By Daniel Stroe – Bucharest
The Romanian Ministry of Environment has issued licenses for shale gas exploration in Dobrogea, in South-Eastern Romania, Rovana Plumb, Romanian minister of Environment and Climate Change, announced in a press conference yesterday.
“To get to the exploitation we need to see if we have these resources and where we have it. And there is no way we can identify it without exploring” she said, speaking in a press conference in Constanta, the largest Romanian port to the Black Sea.
She pointed out the exploration phase poses no risks for the environment. “We are treating this very seriously. It is clear that the exploration, given the used technology, poses no threats to the environment, the quality of the drinkable water, respectively infestation of the phreatic zone, because we do not use the hydraulic fracturing technique” she underlined, as quoted by Agerpres.
She also said Bulgaria has already started the prospective phase of its shale gas deposits and, in this context, highlighted all the EU countries need to become energy independent, shale gas being one of the solutions.

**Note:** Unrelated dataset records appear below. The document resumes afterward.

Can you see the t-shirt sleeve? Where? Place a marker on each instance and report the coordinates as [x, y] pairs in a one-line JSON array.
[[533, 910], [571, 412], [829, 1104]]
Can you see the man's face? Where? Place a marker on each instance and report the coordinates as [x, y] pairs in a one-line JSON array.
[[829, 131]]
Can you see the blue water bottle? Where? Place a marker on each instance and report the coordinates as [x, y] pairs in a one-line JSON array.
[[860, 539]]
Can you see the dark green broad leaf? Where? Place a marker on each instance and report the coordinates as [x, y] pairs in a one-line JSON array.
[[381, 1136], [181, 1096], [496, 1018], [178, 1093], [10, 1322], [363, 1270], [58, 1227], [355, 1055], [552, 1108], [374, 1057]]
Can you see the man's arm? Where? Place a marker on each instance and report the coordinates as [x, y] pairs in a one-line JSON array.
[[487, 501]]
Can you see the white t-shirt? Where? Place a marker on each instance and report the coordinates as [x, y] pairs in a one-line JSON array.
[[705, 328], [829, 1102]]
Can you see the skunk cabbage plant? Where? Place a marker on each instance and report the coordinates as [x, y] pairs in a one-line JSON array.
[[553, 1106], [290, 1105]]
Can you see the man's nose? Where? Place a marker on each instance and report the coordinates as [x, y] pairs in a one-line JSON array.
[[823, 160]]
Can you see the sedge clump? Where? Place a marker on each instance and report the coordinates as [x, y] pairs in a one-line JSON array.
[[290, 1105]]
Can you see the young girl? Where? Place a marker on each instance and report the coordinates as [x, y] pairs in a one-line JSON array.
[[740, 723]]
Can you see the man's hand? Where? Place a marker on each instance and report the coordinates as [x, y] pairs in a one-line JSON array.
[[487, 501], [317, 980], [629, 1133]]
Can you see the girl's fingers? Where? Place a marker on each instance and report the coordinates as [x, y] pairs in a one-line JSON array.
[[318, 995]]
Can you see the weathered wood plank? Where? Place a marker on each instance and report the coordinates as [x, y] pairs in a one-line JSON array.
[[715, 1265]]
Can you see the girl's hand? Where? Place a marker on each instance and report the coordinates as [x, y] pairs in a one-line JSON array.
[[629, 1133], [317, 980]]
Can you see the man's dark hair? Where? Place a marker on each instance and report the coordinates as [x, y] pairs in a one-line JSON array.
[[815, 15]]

She mentioned Poland and Great Britain as countries being in the prospective and exploration phase of their shale gas reserves.
The minister also pointed out that the exploration phase of the shale gas deposits takes about five years, before the actual exploitation of the reserves. The first phase is the prospective one, which basically means checks done to evaluate the earthquake risk and then comes the second phase, the exploration one, which lasts for five years and which involves identifying the reserves and finally the exploitation, Plumb explained.
The shale gas reserves could consolidate Romania’s position as a main gas producer in Central Europe and dramatically reduce the country’s dependence on Russian gas. Even if, in May 2012, the Government in Bucharest suspended permits for shale gas exploration awaiting EU environmental studies on this source of energy, in March 2013 PM Victor Ponta said the moratorium would not be extended.
In the meantime, Romania’s National Agency for Mineral Resources has launched a study to determine the level of national shale gas resources. The US Energy Information Administration estimates that Romania, Bulgaria and Hungary have combined technically recoverable shale gas deposits of 538 billion cubic meters.